Pourquoi le Roma Pride a refusé le char de Keshet Italia
Le Roma Pride a refusé le char de Keshet Italia pour sa marche du 20 juin 2026. L’association juive LGBTQ n’a pas signé la condamnation du génocide à Gaza exigée par le manifeste des organisateurs. Le communiqué officiel du 25 mai 2026 pose que les chars sont « une responsabilité politique de l’organisation » et que le document politique « n’est pas un buffet ». Roma Pride affirme sa position claire sur le « génocide en cours à Gaza à l’œuvre de l’État d’Israël ». Keshet a fait un distinguo lexical que l’organisation juge non-partageable.

Source : romapride.it
Exclusion dénoncée comme antisémite et compromis de dernière minute
Indignation et accusations d’antisémitisme
Keshet Italia a qualifié l’exclusion de « fruit du racisme » et déclaré : « Non c’è Pride se si escludono le minoranze » (pas de Pride si on exclut les minorités). L’association rappelle des hostilités subies lors de la marche 2025, avec des attaques antisémites explicites restées sans condamnation de la part du Roma Pride.
L’Union des communautés juives italiennes (UCEI) a dénoncé un « test idéologique ». Le caucus LGBTQ du Knesset a accusé Rome Pride d’antisémitisme. Les groupes pro-israéliens StandWithUs et Combat Antisemitism Movement ont condamné l’exclusion.
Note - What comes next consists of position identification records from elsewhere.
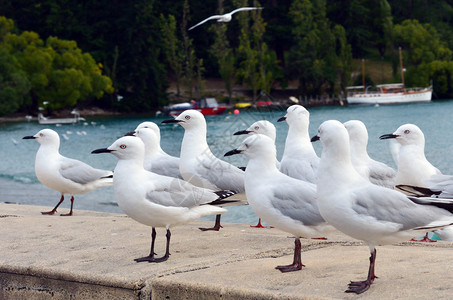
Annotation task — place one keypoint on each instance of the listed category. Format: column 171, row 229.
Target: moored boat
column 207, row 107
column 394, row 93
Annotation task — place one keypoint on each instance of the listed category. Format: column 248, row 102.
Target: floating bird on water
column 225, row 17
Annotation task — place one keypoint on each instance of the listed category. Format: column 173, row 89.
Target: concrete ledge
column 90, row 256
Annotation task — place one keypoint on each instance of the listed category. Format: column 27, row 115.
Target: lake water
column 19, row 184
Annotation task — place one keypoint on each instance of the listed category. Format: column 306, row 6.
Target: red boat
column 207, row 106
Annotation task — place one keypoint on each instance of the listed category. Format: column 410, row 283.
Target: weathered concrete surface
column 90, row 256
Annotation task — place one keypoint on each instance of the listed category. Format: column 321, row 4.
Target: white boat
column 75, row 119
column 394, row 93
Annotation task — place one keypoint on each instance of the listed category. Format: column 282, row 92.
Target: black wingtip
column 240, row 132
column 170, row 121
column 388, row 136
column 314, row 139
column 101, row 150
column 232, row 152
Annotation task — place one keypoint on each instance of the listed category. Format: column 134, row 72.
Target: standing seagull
column 299, row 159
column 199, row 166
column 155, row 200
column 284, row 202
column 362, row 210
column 225, row 17
column 66, row 175
column 377, row 172
column 156, row 159
column 266, row 128
column 413, row 167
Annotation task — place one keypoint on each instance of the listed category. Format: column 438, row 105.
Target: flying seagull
column 226, row 17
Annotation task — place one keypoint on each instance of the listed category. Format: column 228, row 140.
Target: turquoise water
column 18, row 182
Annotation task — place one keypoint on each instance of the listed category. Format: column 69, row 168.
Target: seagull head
column 256, row 145
column 126, row 147
column 148, row 137
column 189, row 119
column 407, row 134
column 151, row 125
column 296, row 115
column 45, row 137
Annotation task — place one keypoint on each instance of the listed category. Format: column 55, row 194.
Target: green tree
column 57, row 70
column 258, row 66
column 425, row 56
column 320, row 54
column 193, row 67
column 224, row 54
column 14, row 84
column 173, row 49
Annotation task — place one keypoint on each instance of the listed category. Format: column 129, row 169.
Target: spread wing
column 205, row 20
column 244, row 8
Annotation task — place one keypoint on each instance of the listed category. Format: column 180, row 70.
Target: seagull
column 156, row 159
column 155, row 200
column 266, row 128
column 362, row 210
column 199, row 166
column 299, row 159
column 65, row 175
column 377, row 172
column 284, row 202
column 413, row 167
column 225, row 17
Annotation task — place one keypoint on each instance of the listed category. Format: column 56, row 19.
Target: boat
column 207, row 106
column 392, row 93
column 48, row 121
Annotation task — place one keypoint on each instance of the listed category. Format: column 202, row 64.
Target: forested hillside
column 135, row 47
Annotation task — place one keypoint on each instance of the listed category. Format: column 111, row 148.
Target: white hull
column 419, row 95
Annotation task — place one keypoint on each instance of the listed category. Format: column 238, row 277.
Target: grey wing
column 382, row 175
column 299, row 169
column 222, row 174
column 167, row 166
column 80, row 172
column 298, row 203
column 442, row 184
column 168, row 191
column 387, row 205
column 205, row 20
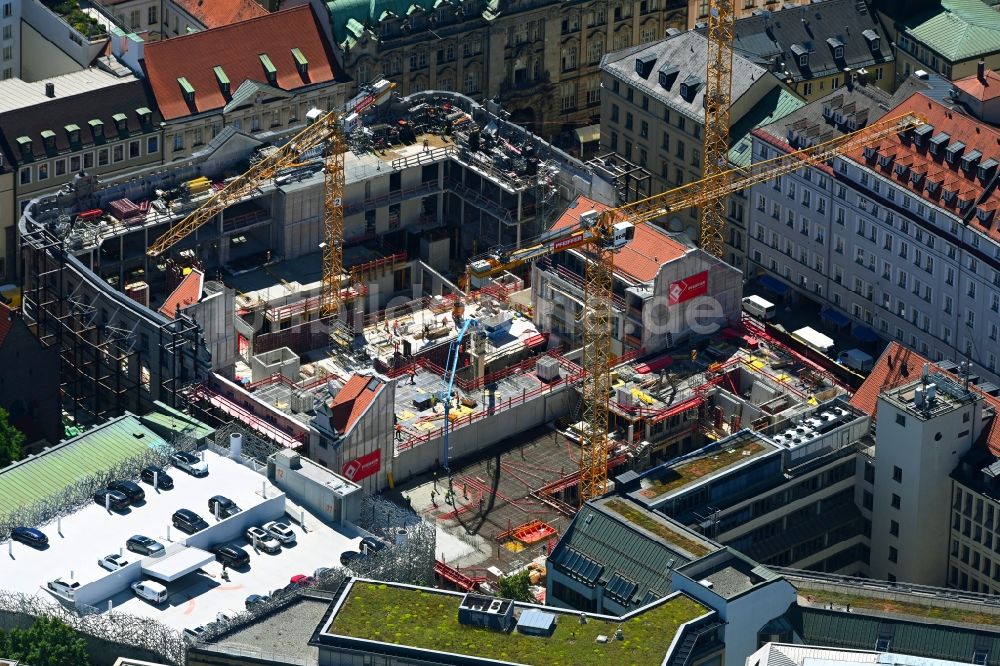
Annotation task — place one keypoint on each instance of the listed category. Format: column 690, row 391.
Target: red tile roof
column 237, row 49
column 217, row 13
column 985, row 89
column 899, row 365
column 952, row 184
column 353, row 401
column 641, row 259
column 7, row 315
column 186, row 293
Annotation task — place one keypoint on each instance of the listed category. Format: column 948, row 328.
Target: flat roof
column 48, row 473
column 91, row 533
column 427, row 620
Sources : eurojewcong.org, huffingtonpost.it
Marche à pied après médiation municipale
Le 19 juin 2026, un accord médié par le maire de Rome Roberto Gualtieri a permis à Keshet de défiler à pied sans char lors de la Pride du 20 juin. L’association a bénéficié d’une sécurité renforcée. Keshet a salué une « victoire pour Pride » et rejoint le comité de coordination pour l’édition 2027.
Source : moked.it
Le précédent français des Fiertés de Paris 2025
La scène française a connu des tensions similaires. En juin 2025, l’affiche de la Marche des Fiertés de Paris, slogan « Contre l’internationale réactionnaire », a été critiquée par une association juive. L’InterLGBT a défendu son message, dénonçant des « contre-sens grossiers ».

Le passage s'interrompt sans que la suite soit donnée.